Movie Reviews
Treasure City ★★★
Director: Szabolcs Hajdu
Cast: Orsolya Török-Illyés, Szabolcs Hajdu, Lilla Sárosdi
Released: 18th of May 2021
Like in a young child’s mind, the night reveals all the terror. Racists, pathological liars, sexual assaulters, cruel mothers and fathers lurk around the corner. Many of them might’ve interacted with each other for years “during the day”. However, only during the alluring long night, they feel like opening Pandora’s box. As expected, the evil spirits start coming out, but after taking another look, one sees that hope is absent.
Through numerous stories set at night, Treasure City manifests the evil side of relationships. A woman attempts to uncover her friend’s constant lying; the latter continues to deceive the woman even though she admits to lying all the time. After an exasperating conversation with a florist, another woman loses her temper, revealing the florist’s racist attitudes. A mother and a father argue over their son’s parenting; it ends in a violent episode…

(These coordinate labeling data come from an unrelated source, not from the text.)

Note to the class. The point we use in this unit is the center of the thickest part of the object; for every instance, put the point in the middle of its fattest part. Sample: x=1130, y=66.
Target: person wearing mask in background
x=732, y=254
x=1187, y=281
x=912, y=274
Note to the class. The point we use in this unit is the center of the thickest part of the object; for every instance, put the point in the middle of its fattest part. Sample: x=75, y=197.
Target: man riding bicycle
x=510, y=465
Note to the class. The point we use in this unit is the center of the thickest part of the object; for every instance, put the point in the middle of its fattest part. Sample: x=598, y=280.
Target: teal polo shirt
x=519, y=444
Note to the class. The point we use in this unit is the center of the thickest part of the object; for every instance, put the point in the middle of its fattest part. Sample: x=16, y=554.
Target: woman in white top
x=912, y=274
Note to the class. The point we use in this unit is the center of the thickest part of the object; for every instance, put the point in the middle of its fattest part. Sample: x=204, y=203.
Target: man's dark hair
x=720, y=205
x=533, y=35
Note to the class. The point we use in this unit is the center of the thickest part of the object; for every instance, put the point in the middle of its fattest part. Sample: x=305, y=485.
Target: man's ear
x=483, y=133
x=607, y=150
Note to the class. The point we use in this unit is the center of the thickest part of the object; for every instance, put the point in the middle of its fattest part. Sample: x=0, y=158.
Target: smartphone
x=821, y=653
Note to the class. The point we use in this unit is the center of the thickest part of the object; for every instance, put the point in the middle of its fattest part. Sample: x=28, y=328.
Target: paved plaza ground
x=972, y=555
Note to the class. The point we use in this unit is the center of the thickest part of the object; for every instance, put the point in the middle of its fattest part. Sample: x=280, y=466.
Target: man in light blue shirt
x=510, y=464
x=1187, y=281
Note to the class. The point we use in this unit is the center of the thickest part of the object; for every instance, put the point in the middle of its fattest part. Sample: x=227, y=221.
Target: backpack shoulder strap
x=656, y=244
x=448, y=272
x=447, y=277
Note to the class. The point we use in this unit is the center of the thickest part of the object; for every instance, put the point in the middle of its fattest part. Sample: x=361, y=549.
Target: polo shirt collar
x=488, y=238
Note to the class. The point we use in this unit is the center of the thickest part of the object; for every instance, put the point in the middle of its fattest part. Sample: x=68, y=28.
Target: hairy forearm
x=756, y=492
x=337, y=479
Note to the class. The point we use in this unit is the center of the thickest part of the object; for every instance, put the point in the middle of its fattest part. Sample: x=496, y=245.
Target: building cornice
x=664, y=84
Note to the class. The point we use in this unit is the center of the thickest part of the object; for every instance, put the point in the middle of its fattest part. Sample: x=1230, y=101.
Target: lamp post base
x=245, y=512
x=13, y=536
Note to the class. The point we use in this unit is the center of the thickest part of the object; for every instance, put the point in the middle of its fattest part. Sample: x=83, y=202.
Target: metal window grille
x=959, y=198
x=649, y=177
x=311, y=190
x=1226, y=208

The film’s director Szabolcs Hajdu abstains from the conventional shot/countershot to capture dialogue-heavy scenes. Instead, he coalesces long takes with relatively abruptly-cut editing to create the feeling of arriving somewhere wicked without knowing why. This technique swimmingly increases one’s excitement about each new story; however, the lacking interconnectedness between the plotlines renders viewers drowsy. What melds the stories together is the “dark” city, and that’s hardly enough to get a tight grip on the narrative. Occasionally, Hajdu adds characters from one storyline to another, but that’s as wooden an attempt at verisimilitude as the characters’ pawn aroma.
Treasure City implies that the city is “dark” due to the predominantly conservative thinking and what one thinks it allows—you “can” manipulate women to have sex, you “can” deceive people for attention, you “can” impose all your values on your children, etc. And the highlight is the cleverly executed male-female at-home dynamic. A woman reveals she’s cheated on her husband—with a significantly younger man; another conservative taboo—and impassive, he hits her. Their marriage hasn’t worked for years, they’re intimate once in a blue moon, and the calm tone of their conversation reveals that her infidelity doesn’t bother him. However, owing to “traditional” practises, he “has to” hit her. Until this conservative thinking isn’t tweaked, the film asserts, society will never change. It will always revolve around its problems hopelessly.
Despite failing to conceive a believable story, the film adroitly nurtures its anti-conservative leitmotif until it blossoms into a poetised dead-end for the coming generations. An imploration to sever ties with detrimental traditions.